When the music accelerates, the bodies respond. One performer’s hand rises and as if resisting something moves towards the ground, while another performer frames her head in a sharp triangle. Somewhere around the middle of the piece, I sense this gesture transforming into a recognisable meaning. The movements are now repeated in pair, and we see the dancers jostle or drag each other in a scene depicting violence: the previously detached movements now become a symbolic scene of state power: The police brutally arresting someone. The bodies fall to the floor as if dead. This feels like a natural end.
Yet the piece refuses to stay within the comfort of easily digestible symbolism. It resists interpretation and insists on our careful attention. As if nothing happened, the dancers return to the vocabulary they just dismantled, as if rebuilding a ruin without blueprints. Movements become freer and more fluid; breathing becomes heavier; humour slips through fatigue; but their faces remain unreadable. We are faced with their gaze, but I am not sure how to react. Are we analysed, are we judged, or should we be scared? When they leap toward us with hands cutting through the air, we flinch, only for them to freeze before contact. The attempt is unclear, like everything else. And this may be precisely the point.

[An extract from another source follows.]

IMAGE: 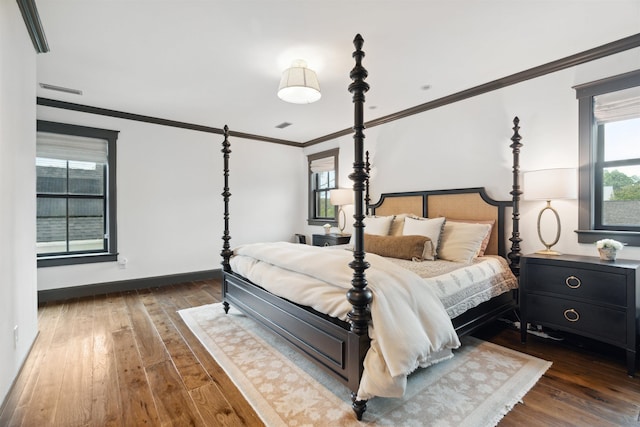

Jaczewska’s method, drawn from béton brut, translates the roughness of architecture into corporeal rhythms. An ending is as abrupt as a power cut. Everything turns dark, just to reveal the very same stage embraced by the walls. What remains is grey, that most unassuming of colours, the one through which all others must pass. It holds both the impenetrable and the tender, the collective and the individual. It is monolithic yet permeable, cold yet carrying heat. Walls, forms and bodies. In other words, ‘Brut’ teaches us that movement, like concrete, is a matter of weight, of how much history a body can hold before it cracks, or begins, finally, to breathe.